Interestingly, in some African countries, including South Africa, the figure was only slightly under the global 10 per cent average, making the African region comparable to that of North America or Europe in terms of cyberattacks.
While Africa is not necessarily considered a focus area for the more sophisticated types of cybercriminal activity such as targeted attacks or advanced persistent threats (APTs), the continent is certainly not immune to these or other types of cyber risks, warn Kaspersky.
In some parts of the continent like Liberia, Tunisia, Algeria, and Morocco, Kaspersky saw a slightly higher rate, while other parts showed a lower rate of a five per cent or six per cent average.

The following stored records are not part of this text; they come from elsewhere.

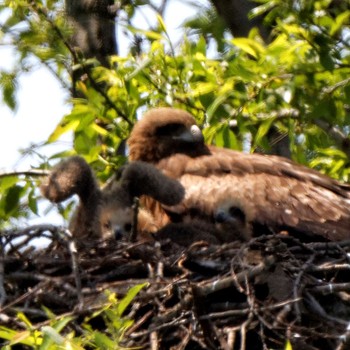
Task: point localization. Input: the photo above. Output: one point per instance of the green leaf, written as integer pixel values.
(249, 46)
(263, 129)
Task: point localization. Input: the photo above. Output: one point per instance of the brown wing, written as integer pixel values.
(273, 191)
(274, 201)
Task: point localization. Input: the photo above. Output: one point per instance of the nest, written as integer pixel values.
(251, 295)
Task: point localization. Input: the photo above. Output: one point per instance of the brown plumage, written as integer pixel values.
(271, 191)
(108, 212)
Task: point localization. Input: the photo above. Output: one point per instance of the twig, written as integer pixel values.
(135, 208)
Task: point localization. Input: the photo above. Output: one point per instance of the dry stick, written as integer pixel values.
(208, 288)
(199, 306)
(332, 288)
(211, 287)
(135, 207)
(75, 267)
(297, 283)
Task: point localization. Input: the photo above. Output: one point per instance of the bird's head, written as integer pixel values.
(163, 132)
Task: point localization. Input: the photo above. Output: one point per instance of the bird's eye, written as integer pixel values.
(127, 227)
(107, 225)
(170, 129)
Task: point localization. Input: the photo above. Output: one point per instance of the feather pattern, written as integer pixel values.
(271, 190)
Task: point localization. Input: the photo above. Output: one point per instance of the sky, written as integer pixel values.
(42, 102)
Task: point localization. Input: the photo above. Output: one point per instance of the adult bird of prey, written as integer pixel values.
(253, 190)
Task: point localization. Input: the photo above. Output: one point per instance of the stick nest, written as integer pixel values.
(252, 295)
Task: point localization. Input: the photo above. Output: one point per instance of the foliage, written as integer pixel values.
(298, 83)
(50, 337)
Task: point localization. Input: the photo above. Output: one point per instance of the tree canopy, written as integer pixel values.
(240, 89)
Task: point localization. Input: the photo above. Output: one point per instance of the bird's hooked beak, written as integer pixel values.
(192, 134)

It noted that for the first quarter of 2021, the figures were only slightly lower than 10 per cent, both in relative and absolute terms.

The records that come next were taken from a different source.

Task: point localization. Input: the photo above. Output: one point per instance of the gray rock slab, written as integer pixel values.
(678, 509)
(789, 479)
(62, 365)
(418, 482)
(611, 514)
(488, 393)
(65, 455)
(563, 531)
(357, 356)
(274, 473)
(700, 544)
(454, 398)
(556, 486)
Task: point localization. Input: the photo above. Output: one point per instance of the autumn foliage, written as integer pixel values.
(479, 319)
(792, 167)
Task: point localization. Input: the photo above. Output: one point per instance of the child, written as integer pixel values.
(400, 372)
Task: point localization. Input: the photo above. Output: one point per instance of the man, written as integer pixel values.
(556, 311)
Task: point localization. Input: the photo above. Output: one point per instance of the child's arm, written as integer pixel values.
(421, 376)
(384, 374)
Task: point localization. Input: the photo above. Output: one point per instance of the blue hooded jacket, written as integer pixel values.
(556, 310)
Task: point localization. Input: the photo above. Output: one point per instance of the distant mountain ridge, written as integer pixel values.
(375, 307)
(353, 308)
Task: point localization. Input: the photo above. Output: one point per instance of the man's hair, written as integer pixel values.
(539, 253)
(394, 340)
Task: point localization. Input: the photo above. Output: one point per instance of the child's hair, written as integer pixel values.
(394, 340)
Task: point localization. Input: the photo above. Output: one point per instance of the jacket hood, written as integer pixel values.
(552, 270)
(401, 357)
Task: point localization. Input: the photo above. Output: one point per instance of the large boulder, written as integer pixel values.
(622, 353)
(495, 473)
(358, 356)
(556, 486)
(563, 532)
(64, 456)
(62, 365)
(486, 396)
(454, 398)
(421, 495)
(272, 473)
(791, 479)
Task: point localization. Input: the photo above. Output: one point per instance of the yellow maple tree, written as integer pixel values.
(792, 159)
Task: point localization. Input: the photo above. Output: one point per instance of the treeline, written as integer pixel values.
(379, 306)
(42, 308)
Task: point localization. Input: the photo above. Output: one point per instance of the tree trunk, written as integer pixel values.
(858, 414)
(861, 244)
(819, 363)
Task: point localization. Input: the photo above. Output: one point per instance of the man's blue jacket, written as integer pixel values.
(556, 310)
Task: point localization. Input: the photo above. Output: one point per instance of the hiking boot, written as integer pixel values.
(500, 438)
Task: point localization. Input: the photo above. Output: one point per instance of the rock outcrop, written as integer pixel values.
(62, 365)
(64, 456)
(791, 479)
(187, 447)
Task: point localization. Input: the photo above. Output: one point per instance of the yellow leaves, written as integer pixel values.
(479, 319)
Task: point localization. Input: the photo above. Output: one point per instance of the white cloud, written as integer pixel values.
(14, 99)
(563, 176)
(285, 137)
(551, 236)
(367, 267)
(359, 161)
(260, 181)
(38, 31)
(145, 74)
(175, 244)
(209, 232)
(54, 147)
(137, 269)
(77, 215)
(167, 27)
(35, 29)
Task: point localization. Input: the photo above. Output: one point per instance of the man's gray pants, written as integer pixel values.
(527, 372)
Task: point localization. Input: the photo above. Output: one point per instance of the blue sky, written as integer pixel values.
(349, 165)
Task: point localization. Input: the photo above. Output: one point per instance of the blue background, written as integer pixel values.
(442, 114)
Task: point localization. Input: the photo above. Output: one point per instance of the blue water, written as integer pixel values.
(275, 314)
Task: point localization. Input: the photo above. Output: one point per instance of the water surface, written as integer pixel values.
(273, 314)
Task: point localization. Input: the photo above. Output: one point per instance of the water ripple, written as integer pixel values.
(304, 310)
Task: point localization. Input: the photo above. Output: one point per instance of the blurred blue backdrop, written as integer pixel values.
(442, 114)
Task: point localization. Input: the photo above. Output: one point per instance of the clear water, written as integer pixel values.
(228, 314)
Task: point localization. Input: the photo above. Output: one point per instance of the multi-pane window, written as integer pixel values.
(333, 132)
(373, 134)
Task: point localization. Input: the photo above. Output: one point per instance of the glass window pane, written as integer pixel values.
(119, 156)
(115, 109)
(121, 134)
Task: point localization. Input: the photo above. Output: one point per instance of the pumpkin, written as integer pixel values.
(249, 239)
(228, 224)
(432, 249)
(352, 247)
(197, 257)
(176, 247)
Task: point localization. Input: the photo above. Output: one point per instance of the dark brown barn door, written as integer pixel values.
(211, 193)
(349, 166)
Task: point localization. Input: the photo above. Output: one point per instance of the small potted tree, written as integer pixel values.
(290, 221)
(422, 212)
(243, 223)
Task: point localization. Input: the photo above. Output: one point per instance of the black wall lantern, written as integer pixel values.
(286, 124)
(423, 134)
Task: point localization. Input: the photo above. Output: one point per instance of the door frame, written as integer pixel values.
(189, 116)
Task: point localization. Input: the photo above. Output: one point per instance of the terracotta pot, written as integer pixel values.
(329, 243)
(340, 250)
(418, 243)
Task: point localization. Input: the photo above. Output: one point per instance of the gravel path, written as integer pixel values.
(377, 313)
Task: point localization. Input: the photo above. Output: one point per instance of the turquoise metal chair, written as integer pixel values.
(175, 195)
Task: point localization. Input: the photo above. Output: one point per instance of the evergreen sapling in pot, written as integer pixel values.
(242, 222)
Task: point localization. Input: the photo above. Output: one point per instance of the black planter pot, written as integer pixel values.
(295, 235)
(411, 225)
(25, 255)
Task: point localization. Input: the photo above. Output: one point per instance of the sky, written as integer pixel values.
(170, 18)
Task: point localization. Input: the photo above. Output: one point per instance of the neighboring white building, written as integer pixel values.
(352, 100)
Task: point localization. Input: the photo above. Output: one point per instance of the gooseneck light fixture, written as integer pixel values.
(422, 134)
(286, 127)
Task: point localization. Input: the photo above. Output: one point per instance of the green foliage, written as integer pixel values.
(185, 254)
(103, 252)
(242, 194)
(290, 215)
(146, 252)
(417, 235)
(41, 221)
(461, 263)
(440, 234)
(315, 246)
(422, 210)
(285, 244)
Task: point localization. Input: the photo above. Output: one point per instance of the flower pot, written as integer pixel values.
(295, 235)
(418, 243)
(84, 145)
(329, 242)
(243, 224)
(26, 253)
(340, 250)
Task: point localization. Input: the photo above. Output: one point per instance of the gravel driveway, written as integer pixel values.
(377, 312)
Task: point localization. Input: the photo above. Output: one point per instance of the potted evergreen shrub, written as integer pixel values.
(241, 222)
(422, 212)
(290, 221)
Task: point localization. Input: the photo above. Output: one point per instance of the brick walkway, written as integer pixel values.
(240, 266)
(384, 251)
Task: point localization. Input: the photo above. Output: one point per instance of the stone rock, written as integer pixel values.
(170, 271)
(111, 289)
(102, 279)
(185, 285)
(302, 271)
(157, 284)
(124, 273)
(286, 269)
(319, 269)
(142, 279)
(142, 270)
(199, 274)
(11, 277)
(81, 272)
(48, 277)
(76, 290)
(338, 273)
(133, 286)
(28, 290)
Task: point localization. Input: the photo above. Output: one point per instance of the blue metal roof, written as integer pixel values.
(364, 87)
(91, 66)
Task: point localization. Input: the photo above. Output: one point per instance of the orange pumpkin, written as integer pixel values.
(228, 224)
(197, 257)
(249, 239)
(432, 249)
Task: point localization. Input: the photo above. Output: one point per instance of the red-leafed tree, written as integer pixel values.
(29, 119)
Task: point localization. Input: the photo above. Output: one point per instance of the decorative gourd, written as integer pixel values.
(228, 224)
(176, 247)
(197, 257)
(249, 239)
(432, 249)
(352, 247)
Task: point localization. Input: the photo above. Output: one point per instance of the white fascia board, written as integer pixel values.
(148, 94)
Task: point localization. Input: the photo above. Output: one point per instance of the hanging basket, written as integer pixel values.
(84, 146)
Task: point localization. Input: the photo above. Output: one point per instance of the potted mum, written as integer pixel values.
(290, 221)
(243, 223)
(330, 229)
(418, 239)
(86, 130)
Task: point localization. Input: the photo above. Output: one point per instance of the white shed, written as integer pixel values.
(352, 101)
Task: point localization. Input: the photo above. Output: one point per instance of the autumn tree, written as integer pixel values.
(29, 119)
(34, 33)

Principal Security Researcher at Kaspersky; David Emm, said: “Generally speaking, and based on our research, Africa has the same hit rate as we would see for other parts of the globe when it comes to cyber-attacks and activity.

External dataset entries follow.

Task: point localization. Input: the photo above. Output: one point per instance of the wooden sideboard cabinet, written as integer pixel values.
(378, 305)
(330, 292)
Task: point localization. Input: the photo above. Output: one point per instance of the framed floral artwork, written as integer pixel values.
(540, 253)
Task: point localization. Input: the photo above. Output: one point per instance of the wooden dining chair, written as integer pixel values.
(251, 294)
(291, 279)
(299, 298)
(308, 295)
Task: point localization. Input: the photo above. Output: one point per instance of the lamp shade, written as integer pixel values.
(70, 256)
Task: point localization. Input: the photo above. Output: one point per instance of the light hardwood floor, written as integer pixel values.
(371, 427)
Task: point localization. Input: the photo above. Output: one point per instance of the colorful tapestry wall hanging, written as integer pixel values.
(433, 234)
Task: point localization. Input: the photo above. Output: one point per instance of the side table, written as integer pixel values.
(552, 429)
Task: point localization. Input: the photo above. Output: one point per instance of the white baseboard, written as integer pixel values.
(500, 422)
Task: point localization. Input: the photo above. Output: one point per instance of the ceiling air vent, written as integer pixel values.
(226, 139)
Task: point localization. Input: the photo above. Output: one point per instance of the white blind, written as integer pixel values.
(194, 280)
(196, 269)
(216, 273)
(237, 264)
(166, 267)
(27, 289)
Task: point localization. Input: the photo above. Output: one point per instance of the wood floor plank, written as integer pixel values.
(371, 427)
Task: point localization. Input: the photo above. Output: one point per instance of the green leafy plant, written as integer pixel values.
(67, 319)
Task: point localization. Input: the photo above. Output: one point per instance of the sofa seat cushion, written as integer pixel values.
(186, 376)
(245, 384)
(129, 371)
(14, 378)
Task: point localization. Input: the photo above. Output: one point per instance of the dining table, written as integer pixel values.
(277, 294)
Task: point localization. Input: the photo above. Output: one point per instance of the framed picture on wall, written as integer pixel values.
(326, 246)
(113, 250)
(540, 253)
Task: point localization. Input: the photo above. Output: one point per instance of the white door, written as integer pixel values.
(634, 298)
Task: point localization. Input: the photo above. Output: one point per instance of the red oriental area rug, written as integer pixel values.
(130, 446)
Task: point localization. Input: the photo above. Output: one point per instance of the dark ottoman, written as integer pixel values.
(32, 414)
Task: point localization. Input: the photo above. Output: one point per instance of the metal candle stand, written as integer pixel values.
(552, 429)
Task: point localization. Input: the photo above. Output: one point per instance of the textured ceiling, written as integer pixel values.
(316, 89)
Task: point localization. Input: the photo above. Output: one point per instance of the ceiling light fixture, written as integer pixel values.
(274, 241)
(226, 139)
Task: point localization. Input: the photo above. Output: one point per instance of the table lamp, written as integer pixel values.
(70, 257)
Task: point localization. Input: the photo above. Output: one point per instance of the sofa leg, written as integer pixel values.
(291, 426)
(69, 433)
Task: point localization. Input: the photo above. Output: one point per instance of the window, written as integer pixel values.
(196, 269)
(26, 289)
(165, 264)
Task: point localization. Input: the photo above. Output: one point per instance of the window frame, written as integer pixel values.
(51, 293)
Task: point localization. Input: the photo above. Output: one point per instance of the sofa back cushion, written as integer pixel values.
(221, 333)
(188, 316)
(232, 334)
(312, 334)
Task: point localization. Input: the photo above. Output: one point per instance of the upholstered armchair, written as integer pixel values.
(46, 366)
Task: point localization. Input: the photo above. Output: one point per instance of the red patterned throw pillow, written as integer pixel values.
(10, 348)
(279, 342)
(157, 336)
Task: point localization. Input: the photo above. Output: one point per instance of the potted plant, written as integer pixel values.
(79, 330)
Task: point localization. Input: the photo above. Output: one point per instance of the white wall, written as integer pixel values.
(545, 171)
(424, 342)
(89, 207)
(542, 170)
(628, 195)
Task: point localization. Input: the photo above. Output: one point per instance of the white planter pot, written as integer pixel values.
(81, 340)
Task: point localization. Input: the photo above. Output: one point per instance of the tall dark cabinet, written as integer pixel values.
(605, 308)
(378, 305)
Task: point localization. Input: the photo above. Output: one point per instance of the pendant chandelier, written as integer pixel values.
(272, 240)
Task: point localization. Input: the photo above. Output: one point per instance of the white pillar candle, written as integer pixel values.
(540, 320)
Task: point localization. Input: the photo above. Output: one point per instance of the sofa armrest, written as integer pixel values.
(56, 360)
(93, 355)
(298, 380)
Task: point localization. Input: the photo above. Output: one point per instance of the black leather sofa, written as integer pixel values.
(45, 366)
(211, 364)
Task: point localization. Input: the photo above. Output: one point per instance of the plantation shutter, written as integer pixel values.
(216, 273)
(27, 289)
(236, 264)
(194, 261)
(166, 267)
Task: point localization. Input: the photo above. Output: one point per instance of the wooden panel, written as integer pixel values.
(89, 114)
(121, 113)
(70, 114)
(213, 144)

“This only emphasises that the cyber threat the landscape truly does incorporate the whole globe where no continent or country is free of this growing danger and where all consumers, businesses and industries alike need to pay attention to effective cybersecurity measures – and especially during the current pandemic and resultant turbulent times.”
Conversely, Kaspersky said while on a technical level, not much has changed when it comes to cyber attacks, the difference is that the pandemic presents a persistent topic in which the world has a vested interest.
“So, unlike the Olympics or Valentine’s Day which is limited in terms of a timeline, the pandemic offers a wealth of opportunities for cybercriminals to use malware to attack. Everything from the daily numbers and lockdown restrictions to vaccinations, hackers are leveraging on every aspect of the current situation to compromise systems,” the firm noted.
Further, Emm said while the bulk of attacks are still speculative and randomly targeting individuals and businesses, there is a shift happening with the increase of APTs and more strategically targeted-based attacks.
He said these (APTs) use continuous, clandestine, and sophisticated hacking techniques to gain access to a system and remain inside for a prolonged period, with potentially destructive consequences.
According to him, because of the time and effort required to perpetrate such an attack, these are often levelled at high-value targets, such as nation-states and large businesses.
Kaspersky said the financial services sector remains a top targeted industry in Africa when it comes to cybercriminal activity and such cyber threats – not surprising when one considers the digital-first approach this sector continues to take, driven by the needs and expectations of its customers.
“It is relatively easy for a hacker to target an individual and capture passcodes, one-time passwords, and install malware on their computers to get financial information. Increasingly, this is expanding to financial institutions given the sheer number of new entrants in the market emerging. For hackers, online or cyber fraud offers direct monetisation of an attack and gives them access to money as quickly as possible,” Emm added.